After reading your post trying to figure out the problem I was also thinking about mine. Your problem sounded to much like mine. I kept saying I didnt have a vac leak, I have checked many times. You mentioned spraying starting fluid around the intake and carb which I have done. So I figured what the heck I'll do it again if it doesnt work I will have cleaned my carb and intake. To my amazment as I sprayed around the intake I found a vac leak. It must have got worse enough over time to raise its ugly head. Hang in there and dont give up the answer will come to you. I am hoping I got the answer for my problem.
I've checked everything at least 3 times so far. But it is the simple things you miss that will mess you up. Plugged all vac lines and it still pops. Adjusted timing and carb and finally got 18 on the vac gauge. Pops still. Decided to double check vac advance and danged if it isn't working, can't get a vac at all on the thing, must be a bad diaphragm. Will change that today, I still think it shouldn't pop even without it hooked up, but have never tried before on another motor. If this doesn't work I'm wondering if the carb is big enough, I don't know the full history of this motor so it may have been gone through and bored out, heads may have been done also so I'm not for sure.
Another update in the carb saga. See if I did this correctly. Wanted to check firing order, this is what we did.
1. Set #1 at TDC (0 on balancer, piston at top, felt compression, rotor pointing at #1 on dizzy)
2. Turned motor until the next cylinder came on compression stroke, turned out to be the #3 ( balancer turned about 120 degrees)

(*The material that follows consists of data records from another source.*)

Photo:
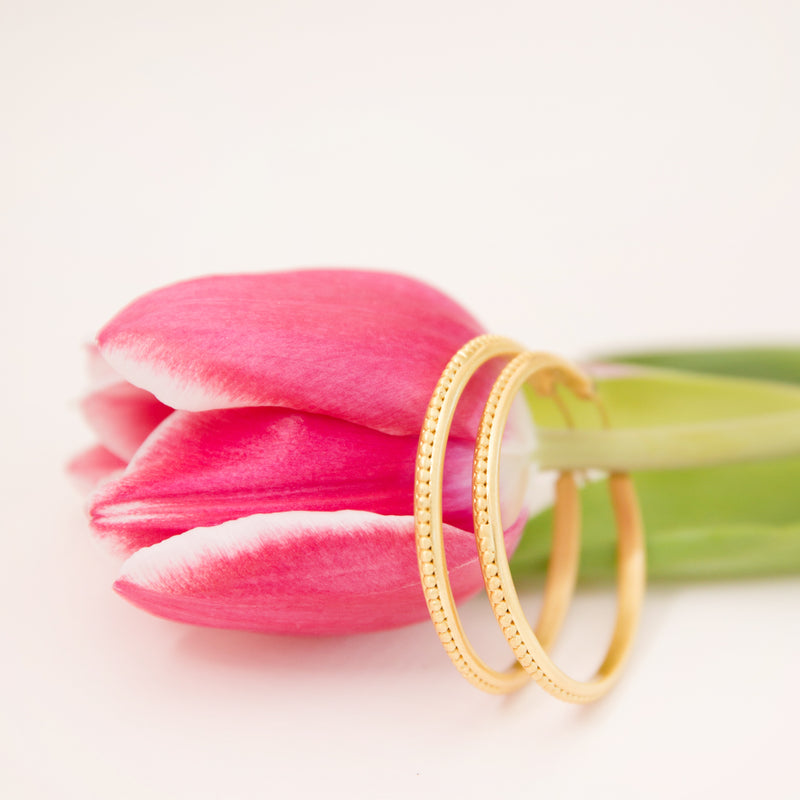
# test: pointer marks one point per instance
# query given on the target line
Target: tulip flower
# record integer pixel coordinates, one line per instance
(258, 437)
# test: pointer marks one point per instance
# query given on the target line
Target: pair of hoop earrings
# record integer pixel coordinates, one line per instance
(544, 372)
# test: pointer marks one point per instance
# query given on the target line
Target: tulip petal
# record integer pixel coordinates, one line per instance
(201, 469)
(123, 416)
(363, 346)
(296, 572)
(93, 466)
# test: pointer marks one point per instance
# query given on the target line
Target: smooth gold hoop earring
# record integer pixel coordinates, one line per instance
(527, 647)
(562, 568)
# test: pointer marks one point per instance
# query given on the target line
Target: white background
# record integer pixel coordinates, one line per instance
(584, 176)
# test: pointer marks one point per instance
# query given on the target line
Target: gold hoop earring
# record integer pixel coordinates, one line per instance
(527, 647)
(562, 568)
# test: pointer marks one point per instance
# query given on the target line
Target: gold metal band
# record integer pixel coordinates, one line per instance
(430, 534)
(529, 650)
(544, 372)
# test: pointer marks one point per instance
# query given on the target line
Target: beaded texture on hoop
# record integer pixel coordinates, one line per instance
(528, 650)
(544, 370)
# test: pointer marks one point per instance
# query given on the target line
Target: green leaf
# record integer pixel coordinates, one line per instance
(764, 363)
(664, 419)
(722, 520)
(731, 521)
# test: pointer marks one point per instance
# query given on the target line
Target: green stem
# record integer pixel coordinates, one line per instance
(671, 446)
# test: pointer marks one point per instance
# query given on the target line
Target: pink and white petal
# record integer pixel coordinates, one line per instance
(123, 416)
(296, 572)
(201, 469)
(93, 466)
(363, 346)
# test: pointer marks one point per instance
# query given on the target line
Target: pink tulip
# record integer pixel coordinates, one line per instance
(258, 437)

3. Continued, #7 was next and then #2.
It seems we were using the wrong order as everyone has suggested, the problem is, we changed order to 1-3-7-2-6-5-4-8, now it won't start at all.

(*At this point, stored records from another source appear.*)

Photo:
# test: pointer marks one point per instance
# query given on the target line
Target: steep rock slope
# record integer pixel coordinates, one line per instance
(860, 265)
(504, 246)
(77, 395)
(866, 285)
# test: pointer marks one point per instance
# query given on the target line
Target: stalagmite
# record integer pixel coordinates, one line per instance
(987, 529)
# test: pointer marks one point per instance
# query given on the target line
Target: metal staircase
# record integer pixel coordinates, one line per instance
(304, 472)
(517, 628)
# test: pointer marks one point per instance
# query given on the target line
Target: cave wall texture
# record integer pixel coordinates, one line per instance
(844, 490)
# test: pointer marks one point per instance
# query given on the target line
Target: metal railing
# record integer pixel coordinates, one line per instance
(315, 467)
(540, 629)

When timing is retarded it backfires through the exhaust and when it is advanced as far as the dizzy will let me it tries but won't start.
Will pull dizzy out tonight and rotate advanced 1 tooth. Does anyone have an easy way to line up the oil pump shaft?
Does all this sound right for the problem we are having?
Carb is a stock Motocraft 2 BBl
If this fails I will pull of valve covers.
Last edited by machipman; May 9, 2006 at 08:56 AM.
Reason: add info
Update, I hate when people don't post when things are fixed, FrankenTruck lives. After re-doing the firing order and a vac leak and moving the dizzy 2 teeth it runs and drives fine. Some minor tuning but it is good, thanks to all that helped.